Lucas du siècle

L’Ajax a craqué et ne vivra pas la finale de la ligue des champions, battu pat Tottenham (2-3) au terme d’un nouveau match complètement dingue.

Les néerlandais s’étaient qualifiés en se déplaçant deux fois. Là, ils recevaient au retour après avoir remporté la première manche. On allait donc voir comment ils allaient gérer tout cela.

La première période est moyenne, mais l’Ajax va réussir à mener 2-0 à la pause, grâce à des buts de De Ligt et Ziyech. Mais les joueurs de Ten Hag sont moins bons, moins fluides que d’habitude. La faute à l’absence de Neres ? La faute à la pression de se dire on est tout près de jouer la finale ? En tout cas, on pense tous que l’Ajax a fait le plus dur. Mais cette saison, la ligue des champions est folle.

Pocchetino décide de faire entrer Llorente, et ça va tout changer. L’espagnol va permettre à son équipe de jouer plus haut et de faire reculer les néerlandais dans leurs vingt-cinq derniers mètres.

Juste avant l’heure de jeu, Lucas va permettre aux anglais d’espérer en inscrivant deux buts en quatre minutes. 2-2, si Tottenham marque, il jouera la finale. LE match est tendu, intense. Ziyech va alors trouver le poteau et voir sa deuxième frappe passer à quelques centimètres des buts de Lloris. Le gardien français va également faire les arrêts qui vont permettre aux anglais de rester dans la course. En face, Onana fait lui aussi ce qu’il faut pour retarder l’échéance.

Première erreur dans le temps additionnel. Tadic et Ziyech vont jouer un corner à deux mais le serbe va perdre trop vite le ballon. Puis, pendant une trentaine de seconde, dans la dernière minute, ça va être la bagarre. Aucune équipe n’arrive à maitriser le ballon, qui voyage d’un camp à l’autre, jusqu’à une déviation de Llorente pour Alli. L’anglais dribble et son ballon arrive jusqu’à Lucas. L’ancien parisien va profiter du mauvais positionnement de De Ligt pour trouver l’ouverture et inscrire le but de la qualification au bout du temps additionnel. 2-3. Cruel, beau, magique, tous ces sentiments se mêlent en même temps.

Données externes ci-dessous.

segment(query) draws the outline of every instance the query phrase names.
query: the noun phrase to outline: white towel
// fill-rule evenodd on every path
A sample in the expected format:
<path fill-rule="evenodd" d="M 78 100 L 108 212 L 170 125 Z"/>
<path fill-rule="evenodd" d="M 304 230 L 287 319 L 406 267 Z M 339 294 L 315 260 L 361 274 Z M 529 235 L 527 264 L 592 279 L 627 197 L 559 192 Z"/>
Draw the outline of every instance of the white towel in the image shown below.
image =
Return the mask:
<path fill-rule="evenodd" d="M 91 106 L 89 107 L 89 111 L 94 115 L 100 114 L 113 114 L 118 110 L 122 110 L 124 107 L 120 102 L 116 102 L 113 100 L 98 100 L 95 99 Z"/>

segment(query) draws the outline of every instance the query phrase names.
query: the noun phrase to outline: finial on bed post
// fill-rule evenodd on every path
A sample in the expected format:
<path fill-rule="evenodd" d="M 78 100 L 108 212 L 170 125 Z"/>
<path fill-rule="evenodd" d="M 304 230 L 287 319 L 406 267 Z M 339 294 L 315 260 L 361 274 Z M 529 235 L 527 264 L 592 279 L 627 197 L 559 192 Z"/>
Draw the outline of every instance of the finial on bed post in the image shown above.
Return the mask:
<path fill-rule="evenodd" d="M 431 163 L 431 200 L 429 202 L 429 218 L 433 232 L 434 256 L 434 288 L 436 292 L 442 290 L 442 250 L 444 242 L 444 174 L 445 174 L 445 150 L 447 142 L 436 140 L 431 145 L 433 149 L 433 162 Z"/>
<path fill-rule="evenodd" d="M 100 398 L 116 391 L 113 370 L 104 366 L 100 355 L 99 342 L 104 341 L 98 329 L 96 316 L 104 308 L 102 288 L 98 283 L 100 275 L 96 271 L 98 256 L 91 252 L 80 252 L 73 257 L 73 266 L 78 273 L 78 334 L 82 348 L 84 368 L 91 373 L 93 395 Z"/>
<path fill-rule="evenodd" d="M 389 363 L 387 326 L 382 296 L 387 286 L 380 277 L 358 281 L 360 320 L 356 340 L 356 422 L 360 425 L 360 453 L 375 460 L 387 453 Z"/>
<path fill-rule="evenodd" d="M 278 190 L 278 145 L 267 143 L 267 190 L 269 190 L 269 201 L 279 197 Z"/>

L’Ajax peut s’en vouloir. Après sa victoire de l’aller et le score à la pause, les néerlandais mènent alors 3-0. Mais voilà, c’est la première fois depuis les huitièmes qu’on les sent tendu, incapable de mettre en place leur jeu. Finalement, la pression aura eu raison de cette équipe. En plus d’être gêné par l’impact des anglais, ils ont reculé comme s’ils se disaient alors « bon, on va juste essayer de tenir et profiter de quelques contres ». Mais à force de reculer, ils ont complètement craqué.

Ok, ils ne joueront pas la finale. Dommage, plusieurs joueurs vont quitter le club. Et dommage, ils ne vivront pas le graal ensemble. Mais merci pour tout ce qu’ils ont proposé, apporté au football cette saison. Parce que le résultat ne fait pas tout et cette aventure restera, avec, malheureusement, un goût d’inachevé.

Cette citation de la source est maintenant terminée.